1. The iframe can use window.postMessage() to send keystroke events to the parent page.
2. The parent page must listen for these messages and process them.

// Iframe
document.addEventListener('keydown', function(event) {
  parent.postMessage({ type: 'keystroke', key: event.key }, '*'); // '*' is a security risk - see warnings below!
});

// Parent Page
window.addEventListener('message', function(event) {
  if (event.data && event.data.type === 'keystroke') {
    console.log('Key pressed:', event.data.key);
  }
});

3. Cross-Origin Resource Sharing (CORS)

1. If the iframe’s server is configured to allow cross-origin requests from the parent page’s origin using CORS headers, the parent page can access its content.
2. This requires explicit configuration on the iframe’s server and isn’t something a malicious script can easily force.

4. Vulnerabilities in the Iframe Content

1. If the iframe contains vulnerable JavaScript code (e.g., XSS vulnerabilities), an attacker could inject malicious scripts that send keystrokes to the parent page.
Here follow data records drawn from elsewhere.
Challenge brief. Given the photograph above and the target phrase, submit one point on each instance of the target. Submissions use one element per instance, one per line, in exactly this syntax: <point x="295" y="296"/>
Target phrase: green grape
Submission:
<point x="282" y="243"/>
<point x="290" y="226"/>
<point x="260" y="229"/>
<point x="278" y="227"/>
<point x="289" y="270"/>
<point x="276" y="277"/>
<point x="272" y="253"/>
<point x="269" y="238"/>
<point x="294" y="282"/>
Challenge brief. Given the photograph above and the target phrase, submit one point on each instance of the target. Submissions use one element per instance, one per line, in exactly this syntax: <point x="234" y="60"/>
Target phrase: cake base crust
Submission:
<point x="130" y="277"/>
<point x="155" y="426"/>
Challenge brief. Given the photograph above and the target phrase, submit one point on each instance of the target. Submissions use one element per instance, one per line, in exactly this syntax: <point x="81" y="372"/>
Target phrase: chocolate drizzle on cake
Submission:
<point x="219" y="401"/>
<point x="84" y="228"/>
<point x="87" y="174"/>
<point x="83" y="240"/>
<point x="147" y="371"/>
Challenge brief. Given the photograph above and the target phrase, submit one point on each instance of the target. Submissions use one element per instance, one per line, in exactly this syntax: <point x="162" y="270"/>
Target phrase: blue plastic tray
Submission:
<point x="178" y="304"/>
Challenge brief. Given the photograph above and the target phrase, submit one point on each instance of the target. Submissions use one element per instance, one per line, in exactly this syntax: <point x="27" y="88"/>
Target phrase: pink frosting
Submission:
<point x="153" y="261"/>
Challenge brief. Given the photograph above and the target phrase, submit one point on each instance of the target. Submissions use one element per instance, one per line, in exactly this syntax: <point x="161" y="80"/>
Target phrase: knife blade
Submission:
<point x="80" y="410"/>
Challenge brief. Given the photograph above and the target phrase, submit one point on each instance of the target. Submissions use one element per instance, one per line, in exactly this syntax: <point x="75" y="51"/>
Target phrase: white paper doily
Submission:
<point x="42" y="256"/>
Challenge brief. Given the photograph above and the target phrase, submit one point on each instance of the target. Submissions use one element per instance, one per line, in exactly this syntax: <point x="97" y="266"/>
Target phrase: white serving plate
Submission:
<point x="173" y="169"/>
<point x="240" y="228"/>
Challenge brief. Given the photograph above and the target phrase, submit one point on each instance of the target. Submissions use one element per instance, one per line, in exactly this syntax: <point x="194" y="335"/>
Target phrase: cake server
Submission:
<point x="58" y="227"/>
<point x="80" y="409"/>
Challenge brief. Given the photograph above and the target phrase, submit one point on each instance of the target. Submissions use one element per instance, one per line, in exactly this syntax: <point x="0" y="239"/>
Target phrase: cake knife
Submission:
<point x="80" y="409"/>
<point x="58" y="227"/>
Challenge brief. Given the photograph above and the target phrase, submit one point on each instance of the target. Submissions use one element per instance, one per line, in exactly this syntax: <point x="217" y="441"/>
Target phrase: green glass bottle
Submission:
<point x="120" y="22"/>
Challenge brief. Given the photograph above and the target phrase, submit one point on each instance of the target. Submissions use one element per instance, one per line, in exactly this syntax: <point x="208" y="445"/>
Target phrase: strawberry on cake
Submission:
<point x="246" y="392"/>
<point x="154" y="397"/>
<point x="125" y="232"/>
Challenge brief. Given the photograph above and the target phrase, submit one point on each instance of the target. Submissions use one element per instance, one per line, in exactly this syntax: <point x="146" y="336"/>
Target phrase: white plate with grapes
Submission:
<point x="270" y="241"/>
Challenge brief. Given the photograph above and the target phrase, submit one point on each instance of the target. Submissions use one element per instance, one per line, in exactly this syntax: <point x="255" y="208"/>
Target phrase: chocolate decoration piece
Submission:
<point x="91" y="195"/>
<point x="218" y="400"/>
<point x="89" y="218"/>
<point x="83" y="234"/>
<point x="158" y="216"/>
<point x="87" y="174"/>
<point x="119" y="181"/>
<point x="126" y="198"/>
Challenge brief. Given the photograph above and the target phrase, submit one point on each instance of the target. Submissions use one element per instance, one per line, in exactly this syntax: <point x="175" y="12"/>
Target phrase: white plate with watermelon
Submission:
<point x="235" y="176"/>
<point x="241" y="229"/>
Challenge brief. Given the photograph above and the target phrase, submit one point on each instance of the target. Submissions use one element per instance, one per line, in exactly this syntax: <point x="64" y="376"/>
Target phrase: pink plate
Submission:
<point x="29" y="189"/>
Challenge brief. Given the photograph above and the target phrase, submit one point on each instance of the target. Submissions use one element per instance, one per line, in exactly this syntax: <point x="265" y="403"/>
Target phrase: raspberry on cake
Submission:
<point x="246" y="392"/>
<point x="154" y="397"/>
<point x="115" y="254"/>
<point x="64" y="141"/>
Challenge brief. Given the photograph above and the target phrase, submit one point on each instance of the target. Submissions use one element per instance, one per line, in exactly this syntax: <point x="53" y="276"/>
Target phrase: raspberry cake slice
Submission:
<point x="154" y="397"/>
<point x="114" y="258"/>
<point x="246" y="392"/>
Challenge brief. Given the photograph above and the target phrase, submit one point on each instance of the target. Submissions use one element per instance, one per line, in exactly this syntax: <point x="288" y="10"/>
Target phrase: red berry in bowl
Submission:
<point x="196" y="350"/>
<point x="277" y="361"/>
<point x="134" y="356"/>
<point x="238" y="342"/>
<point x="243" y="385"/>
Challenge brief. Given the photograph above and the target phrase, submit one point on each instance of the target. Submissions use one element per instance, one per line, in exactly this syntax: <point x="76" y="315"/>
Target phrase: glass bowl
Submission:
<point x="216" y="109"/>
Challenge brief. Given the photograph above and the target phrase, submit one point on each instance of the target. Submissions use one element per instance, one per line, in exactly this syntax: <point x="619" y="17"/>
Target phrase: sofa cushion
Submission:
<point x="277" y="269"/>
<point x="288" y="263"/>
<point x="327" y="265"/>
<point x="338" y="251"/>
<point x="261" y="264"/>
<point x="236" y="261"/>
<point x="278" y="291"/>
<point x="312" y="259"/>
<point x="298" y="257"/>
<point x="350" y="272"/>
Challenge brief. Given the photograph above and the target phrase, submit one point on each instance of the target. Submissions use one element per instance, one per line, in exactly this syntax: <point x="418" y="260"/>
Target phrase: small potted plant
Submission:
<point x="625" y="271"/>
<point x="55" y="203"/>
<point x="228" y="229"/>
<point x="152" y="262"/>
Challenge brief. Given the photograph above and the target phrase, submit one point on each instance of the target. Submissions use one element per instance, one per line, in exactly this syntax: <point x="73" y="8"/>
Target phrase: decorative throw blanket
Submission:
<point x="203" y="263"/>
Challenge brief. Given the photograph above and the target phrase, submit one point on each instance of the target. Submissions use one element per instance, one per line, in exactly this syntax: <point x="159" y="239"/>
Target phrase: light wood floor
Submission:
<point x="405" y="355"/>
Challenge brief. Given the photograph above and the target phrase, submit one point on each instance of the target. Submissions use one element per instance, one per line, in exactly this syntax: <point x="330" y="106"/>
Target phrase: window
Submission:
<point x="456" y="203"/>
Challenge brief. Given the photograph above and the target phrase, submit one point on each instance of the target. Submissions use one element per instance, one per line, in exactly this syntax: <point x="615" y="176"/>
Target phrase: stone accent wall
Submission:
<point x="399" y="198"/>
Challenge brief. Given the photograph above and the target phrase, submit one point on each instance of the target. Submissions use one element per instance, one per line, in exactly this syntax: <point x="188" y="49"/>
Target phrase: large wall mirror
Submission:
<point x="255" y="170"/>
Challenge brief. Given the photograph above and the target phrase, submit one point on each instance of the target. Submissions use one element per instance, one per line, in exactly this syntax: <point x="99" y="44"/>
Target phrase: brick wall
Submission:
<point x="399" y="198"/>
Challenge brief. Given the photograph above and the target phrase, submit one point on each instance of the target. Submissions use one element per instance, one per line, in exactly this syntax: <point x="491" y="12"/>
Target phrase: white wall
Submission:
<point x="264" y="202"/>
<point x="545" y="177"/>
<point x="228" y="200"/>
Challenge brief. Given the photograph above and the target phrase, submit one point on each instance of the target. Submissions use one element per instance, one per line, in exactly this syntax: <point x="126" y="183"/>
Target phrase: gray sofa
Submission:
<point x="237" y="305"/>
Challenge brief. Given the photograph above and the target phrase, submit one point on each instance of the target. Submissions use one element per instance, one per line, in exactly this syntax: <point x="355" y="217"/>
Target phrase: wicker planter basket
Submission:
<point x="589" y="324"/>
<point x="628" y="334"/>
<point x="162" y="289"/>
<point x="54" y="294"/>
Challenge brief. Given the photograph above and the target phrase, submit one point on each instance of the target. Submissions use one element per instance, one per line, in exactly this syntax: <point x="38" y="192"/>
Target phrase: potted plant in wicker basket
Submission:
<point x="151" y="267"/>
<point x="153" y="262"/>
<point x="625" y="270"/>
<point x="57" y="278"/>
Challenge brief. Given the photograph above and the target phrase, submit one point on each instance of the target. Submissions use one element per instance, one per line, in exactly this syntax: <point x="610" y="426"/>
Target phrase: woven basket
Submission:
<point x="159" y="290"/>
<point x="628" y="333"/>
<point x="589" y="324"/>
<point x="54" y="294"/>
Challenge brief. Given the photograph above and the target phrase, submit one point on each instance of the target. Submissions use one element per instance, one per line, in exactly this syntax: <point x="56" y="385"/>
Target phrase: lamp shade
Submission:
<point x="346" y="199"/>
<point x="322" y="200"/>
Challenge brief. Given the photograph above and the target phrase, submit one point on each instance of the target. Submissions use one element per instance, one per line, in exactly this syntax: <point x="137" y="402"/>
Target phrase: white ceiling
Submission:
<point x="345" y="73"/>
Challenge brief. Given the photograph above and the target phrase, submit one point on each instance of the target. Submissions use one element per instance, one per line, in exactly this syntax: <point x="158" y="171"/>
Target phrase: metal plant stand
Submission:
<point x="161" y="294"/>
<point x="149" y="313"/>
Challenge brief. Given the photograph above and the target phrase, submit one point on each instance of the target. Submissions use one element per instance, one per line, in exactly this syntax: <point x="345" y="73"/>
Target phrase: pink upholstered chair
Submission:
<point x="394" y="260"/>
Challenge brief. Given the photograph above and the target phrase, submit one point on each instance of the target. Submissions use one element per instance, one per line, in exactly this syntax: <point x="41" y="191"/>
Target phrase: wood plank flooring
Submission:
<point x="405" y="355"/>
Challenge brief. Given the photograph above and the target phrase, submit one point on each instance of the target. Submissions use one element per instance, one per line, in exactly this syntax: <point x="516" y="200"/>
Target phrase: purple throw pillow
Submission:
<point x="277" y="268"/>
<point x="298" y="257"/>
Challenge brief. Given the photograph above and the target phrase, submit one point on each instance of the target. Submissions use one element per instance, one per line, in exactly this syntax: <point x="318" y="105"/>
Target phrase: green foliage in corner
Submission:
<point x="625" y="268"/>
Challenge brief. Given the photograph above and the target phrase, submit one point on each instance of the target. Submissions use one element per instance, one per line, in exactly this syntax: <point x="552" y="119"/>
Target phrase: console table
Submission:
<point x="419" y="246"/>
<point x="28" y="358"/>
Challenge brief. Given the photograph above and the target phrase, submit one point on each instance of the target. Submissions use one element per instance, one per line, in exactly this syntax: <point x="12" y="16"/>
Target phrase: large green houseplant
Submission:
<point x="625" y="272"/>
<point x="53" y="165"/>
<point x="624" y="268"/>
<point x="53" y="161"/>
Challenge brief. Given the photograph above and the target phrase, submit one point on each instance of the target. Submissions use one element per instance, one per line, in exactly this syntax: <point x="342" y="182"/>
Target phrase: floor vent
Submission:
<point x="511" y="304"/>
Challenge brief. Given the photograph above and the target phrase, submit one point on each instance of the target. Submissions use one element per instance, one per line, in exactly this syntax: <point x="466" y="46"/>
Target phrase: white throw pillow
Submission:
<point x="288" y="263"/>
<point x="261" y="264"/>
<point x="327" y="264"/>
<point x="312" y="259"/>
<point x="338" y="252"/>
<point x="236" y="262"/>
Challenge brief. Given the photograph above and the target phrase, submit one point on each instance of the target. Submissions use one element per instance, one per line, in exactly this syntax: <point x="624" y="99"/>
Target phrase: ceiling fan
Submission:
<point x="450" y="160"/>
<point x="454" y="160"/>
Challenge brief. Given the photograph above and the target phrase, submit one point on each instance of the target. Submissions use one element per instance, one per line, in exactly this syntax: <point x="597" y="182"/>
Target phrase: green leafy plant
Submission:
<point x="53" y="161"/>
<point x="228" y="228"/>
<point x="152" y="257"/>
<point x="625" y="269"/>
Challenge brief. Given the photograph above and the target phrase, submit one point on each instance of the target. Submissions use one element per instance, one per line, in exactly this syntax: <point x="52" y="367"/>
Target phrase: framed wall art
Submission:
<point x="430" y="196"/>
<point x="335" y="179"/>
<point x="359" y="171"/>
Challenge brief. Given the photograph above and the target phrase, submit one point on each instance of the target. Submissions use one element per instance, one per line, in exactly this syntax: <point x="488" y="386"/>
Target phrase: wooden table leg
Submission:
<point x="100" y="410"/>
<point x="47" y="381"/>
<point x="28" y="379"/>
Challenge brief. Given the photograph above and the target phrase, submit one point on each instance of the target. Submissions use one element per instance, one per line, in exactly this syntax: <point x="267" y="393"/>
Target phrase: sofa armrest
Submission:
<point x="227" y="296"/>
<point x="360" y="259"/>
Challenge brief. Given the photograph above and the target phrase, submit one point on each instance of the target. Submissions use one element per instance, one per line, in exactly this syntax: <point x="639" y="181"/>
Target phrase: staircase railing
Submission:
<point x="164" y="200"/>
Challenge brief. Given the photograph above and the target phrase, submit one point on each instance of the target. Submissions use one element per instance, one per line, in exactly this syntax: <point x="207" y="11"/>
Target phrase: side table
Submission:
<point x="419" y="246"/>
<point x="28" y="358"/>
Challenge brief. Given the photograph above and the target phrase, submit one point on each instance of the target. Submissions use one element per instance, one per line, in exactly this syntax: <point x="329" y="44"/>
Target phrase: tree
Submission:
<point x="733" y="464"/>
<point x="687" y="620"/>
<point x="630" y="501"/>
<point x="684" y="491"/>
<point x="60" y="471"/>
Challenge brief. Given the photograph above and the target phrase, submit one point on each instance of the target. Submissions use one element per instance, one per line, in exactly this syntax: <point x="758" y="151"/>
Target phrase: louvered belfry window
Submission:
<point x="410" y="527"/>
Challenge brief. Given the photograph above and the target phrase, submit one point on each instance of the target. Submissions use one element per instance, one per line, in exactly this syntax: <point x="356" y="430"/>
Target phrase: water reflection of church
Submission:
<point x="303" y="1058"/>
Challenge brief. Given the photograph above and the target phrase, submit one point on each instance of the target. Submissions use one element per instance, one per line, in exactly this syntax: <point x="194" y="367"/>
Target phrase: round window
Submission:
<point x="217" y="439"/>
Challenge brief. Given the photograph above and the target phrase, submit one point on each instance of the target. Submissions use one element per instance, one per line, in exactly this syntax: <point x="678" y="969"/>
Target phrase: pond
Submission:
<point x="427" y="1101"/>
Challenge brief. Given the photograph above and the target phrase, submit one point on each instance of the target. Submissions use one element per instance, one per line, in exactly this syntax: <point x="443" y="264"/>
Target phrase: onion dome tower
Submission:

Protecting Against Keystroke Logging

1. Avoid loading content from untrusted sources into iframes. This is the most important step.
2. Content Security Policy (CSP): Implement a strong CSP to control which resources your page can load and prevent the execution of malicious scripts.
3. Carefully validate any data received via postMessage. Ensure it’s from an expected origin and contains only valid information. Never trust user-supplied data directly.
4. Sanitize input in the iframe: If you must allow user input within the iframe, thoroughly sanitize all input to prevent XSS attacks.
5. Use postMessage with specific origins instead of wildcards (‘*’). This limits which windows can send messages to your page.

   // Iframe (send message only to a specific origin)
   parent.postMessage({ type: 'keystroke', key: event.key }, 'https://your-trusted-domain.com');
   

6. Regularly audit your code and dependencies for security vulnerabilities.

Important Security Warnings

• Using postMessage('*') is extremely dangerous as it allows any website to send messages to your page, potentially leading to malicious attacks. Always specify the target origin.
• Relying on the same-origin policy alone for security is insufficient. Implement multiple layers of defense.